Caminharam pelas ruas. Todos olhavam o forasteiro. Eram dez da manhã. O Golden Valley Bank já estava funcionando. Passaram pela mercearia Golden Valley, onde se vendiam tampões para ouvidos, feitos com cera de abelhas. Os melhores. Passaram também pela igreja. Uma placa trazia os seguintes dizeres: Golden Valley Church - Nesta Cidade, além de fé você encontra ouro. Mais abaixo uma correção: encontrava ouro. O padre Merrin acenou para Nochay que retribuiu. Mas quando ele olhou para Benedito, um arrepio subiu pela espinha e suas pernas amoleceram. Com um rápido sinal da cruz, entrou correndo para o templo.


— Esta cidade já foi muito rica. — começou a falar Nochay. — O ouro atraiu muita gente pra cá. A história do ouro se espalhou pelo Texas e quadrilhas passaram a saquear a cidade. Até que uma das minas de ouro desabou e soterrou cinco garimpeiros. Toda cidade se mobilizou para o salvamento. Especialistas vieram e tentaram cavar uma outra entrada para a mina, mas ela também desabou, levando junto à ponte da ferrovia. Alguns dias depois, os mineiros soterrados descobriram um túnel que passava por baixo do cemitério, atrás da igreja. Cavaram por dois meses. Acabaram saindo em meio aos túmulos e mausoléus. Era noite de lua cheia.
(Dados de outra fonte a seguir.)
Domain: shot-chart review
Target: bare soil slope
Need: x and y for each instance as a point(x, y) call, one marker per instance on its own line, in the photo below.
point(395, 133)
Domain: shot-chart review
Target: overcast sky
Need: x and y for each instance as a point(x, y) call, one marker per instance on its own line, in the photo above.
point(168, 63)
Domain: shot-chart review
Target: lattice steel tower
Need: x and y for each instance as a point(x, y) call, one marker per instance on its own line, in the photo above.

Magros de dar dó, com suas roupas sujas e rasgadas, foram surgindo debaixo da terra. O padre, que cuidava da igreja, achou que eram mortos vivos e chamou o xerife, que matou todos com tiros na cabeça. Tempos depois começou a maldição dos espectros trovadores e seus dragões. O padre foi o primeiro a morrer. Dizem que a cena era muito bizarra. Havia um crucifixo enterrado... Deixa pra lá. Eu ainda não morava aqui, vivia na minha tribo, até me engraçar com Dos-Teh-Seh, filha do Chefe Mangas Coloradas... — Nochay fechou os olhos e começou a imaginar a bela índia. De repente uma flecha fincou no chão, a centímetros do seu pé. O som de gritos o fez sair dos pensamentos.


— Pelos chifres de um búfalo! É melhor a gente correr. — gritou Nochay já correndo. — É o bando de Cochise! Marido de Dos-Teh-Seh! — ele já estava longe.




Quando Benedito se virou, viu uma flecha disparada em sua direção. Deu um salto envergado para direita e a flecha passou rente ao tórax. Ao cair de pé viu um grupo de índios a cavalo e mais três flechas foram disparadas. Com outro salto envergado, agora para esquerda, acertou duas, com um dos pés, partindo-as ao meio e a terceira pegou com uma das mãos. O índio mais adiantado saltou do cavalo ainda em movimento, para cima de Benedito, O negro apoiou-se com o braço esquerdo no chão e com as pernas no ar, acertou o peito do índio, que voou longe. Com uma seqüência de saltos, virou-se na direção dos outros índios, que, fora de suas montarias, corriam ao seu encontro, empunhando machadinhas.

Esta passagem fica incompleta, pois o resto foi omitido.